Florida Calls for Dismissal of Growler Suit

GrowlerFlorida’s Office of the Attorney General has filed a motion to dismiss a lawsuit that calls into question the constitutionality of the state’s long held and controversial ban on 64 oz. growlers.

Currently, 32 and 128 oz. growlers are legal in the state, but 64 oz. packages, which are most commonly used for sales of take-home draft beer, are prohibited, something that many argue is harmful to the burgeoning craft beer industry.

As Brewbound reported last month, the suit was filed initially by the Pacific Legal Foundation (PLF), a free-enterprise legal organization, which is working pro-bono on behalf of the owners of The Crafted Keg, a growler bar that is based in Stuart, Fla. The defendants in the suit are listed as Ken Lawson, secretary of the Florida Department of Business and Professional Regulation (DBPR), and William Spicola, director of the State of Florida Division of Alcoholic Beverages and Tobacco.

In the motion, the state presents the case that the current restrictions are in place to combat excessive drinking and thus derive from a rational basis. Additionally, it posits that the sale of intoxicants is not a constitutional right of any kind, but a privilege.

In detailing how the status quo curbs excessive drinking, the motion for dismissal claims “consumers are significantly more likely to attempt to consume an amount of beer greater than 32 ounces, but less than 128 ounces at one sitting if they can buy that amount at one time in one container.”

A spokesman with the Office of the Attorney General deferred requests for further comment to the DBPR; the DBPR declined to comment as the case is pending litigation.

Mark Miller, the managing attorney with PLF who is representing the plaintiff, however, called the state’s justification of the ban “comical.”

“To me, a good analogy would be if the state said you can’t drive over 70 miles per hour to discourage excessive speeding, but you can go over 100,’” he told Brewbound. “That doesn’t make any sense.”

The ability to consume more than 32 ounces, but less than a gallon — in this case a 64 oz. growler — also creates an opportunity for consumers to be disingenuous about how much they’d had to drink in a given outing, the Attorney General’s office is arguing.

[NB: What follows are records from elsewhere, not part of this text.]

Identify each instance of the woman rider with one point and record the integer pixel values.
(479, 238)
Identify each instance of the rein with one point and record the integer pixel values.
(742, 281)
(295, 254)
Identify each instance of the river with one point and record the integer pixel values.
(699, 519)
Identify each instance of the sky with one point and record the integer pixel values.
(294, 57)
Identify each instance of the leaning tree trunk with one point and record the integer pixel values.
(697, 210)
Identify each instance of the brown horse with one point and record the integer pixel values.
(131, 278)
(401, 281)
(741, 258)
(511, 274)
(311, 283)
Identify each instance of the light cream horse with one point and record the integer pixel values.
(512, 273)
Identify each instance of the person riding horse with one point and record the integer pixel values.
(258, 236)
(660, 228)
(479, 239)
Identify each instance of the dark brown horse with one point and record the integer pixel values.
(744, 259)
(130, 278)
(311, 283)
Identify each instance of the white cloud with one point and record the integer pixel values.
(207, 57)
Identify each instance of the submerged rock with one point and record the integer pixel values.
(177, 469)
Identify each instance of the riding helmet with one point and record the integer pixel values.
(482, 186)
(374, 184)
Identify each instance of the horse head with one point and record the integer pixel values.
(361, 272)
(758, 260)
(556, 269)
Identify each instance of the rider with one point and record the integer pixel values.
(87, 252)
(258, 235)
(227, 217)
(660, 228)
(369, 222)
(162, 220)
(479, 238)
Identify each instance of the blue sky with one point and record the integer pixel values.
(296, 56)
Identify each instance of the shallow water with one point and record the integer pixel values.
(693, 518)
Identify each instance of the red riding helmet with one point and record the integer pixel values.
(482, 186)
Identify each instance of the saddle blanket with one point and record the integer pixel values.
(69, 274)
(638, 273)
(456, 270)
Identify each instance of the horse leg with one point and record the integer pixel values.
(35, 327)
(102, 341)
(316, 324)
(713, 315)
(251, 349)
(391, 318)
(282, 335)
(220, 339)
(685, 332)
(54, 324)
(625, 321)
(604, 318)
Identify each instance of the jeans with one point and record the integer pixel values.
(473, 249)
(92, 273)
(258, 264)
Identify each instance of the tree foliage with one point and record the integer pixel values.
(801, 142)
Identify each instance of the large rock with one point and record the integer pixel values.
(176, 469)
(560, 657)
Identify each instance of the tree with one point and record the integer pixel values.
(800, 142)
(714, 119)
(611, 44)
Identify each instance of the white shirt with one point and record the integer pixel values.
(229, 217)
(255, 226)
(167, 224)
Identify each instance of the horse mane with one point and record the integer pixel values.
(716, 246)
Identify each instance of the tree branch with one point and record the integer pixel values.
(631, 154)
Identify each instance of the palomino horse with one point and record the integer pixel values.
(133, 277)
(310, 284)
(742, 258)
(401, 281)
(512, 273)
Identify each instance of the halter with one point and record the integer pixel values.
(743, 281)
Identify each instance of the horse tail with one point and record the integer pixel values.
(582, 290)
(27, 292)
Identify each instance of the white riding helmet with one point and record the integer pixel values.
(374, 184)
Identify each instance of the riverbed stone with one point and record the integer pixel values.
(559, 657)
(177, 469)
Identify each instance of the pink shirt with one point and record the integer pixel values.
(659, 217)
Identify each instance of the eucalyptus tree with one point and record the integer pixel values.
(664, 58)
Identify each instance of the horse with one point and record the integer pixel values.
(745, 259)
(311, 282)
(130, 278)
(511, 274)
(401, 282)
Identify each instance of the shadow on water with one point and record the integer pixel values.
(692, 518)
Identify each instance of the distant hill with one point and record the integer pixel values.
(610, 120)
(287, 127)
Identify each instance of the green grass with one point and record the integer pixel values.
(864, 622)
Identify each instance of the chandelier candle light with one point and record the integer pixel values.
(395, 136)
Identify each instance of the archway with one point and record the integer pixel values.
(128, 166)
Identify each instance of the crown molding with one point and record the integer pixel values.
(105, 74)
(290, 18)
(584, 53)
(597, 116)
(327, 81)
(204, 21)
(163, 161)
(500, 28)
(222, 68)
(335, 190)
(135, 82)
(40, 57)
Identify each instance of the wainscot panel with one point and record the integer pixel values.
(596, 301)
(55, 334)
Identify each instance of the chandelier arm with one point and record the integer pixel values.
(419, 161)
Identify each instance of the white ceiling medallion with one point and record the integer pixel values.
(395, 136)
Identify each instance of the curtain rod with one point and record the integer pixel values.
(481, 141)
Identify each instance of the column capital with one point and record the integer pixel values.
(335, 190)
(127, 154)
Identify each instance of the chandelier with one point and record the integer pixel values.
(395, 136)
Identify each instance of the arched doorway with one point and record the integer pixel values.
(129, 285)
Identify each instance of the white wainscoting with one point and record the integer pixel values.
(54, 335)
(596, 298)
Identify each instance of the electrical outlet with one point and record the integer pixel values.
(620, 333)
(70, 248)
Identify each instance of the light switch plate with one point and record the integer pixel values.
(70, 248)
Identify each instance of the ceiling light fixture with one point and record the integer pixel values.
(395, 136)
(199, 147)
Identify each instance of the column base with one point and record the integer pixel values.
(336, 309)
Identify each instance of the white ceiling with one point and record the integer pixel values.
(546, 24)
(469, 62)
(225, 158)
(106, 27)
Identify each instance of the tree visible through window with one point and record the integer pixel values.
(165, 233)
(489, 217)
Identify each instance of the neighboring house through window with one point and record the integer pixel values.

“It is submitted it cannot be considered irrational that, if individuals may buy beer in bottles or jugs of over 32 ounces, but less than one gallon, they may assume that it is reasonable for an individual to drink such bottles or jugs,” according to the motion for dismissal. “Further, they could honestly say, if asked by a spouse, friend or police officer about their drinking, that they had only had, ‘one beer.’”

Miller called it an insult to the intelligence of police officers in the state to insinuate they might believe that a person who just drank 64 ounces of beer had only had “one beer,” adding the state is merely grasping at straws to “defend an indefensible law.”

“The only rational basis they can advance is that it discourages excessive drinking and it doesn’t do that,” he said. “You can still buy the 128 [oz. container] or two 32s.”

The debate surrounding growlers in the state has been a contentious one, as past efforts made by brewers have triggered other legislative efforts that actually tightened other regulation pertaining to small brewers.

Brewers aren’t alone in advocating for change, however. The Beer Industry of Florida, whose MillerCoors-aligned network of wholesalers carry craft, macro and import brands alike, joined the chorus of those in the state that want to see the ban lifted last month.

So what’s next? Miller said PLF plans to file a response to the state’s motion to dismiss and request an oral argument. He expects a ruling to come sometime in the next two months.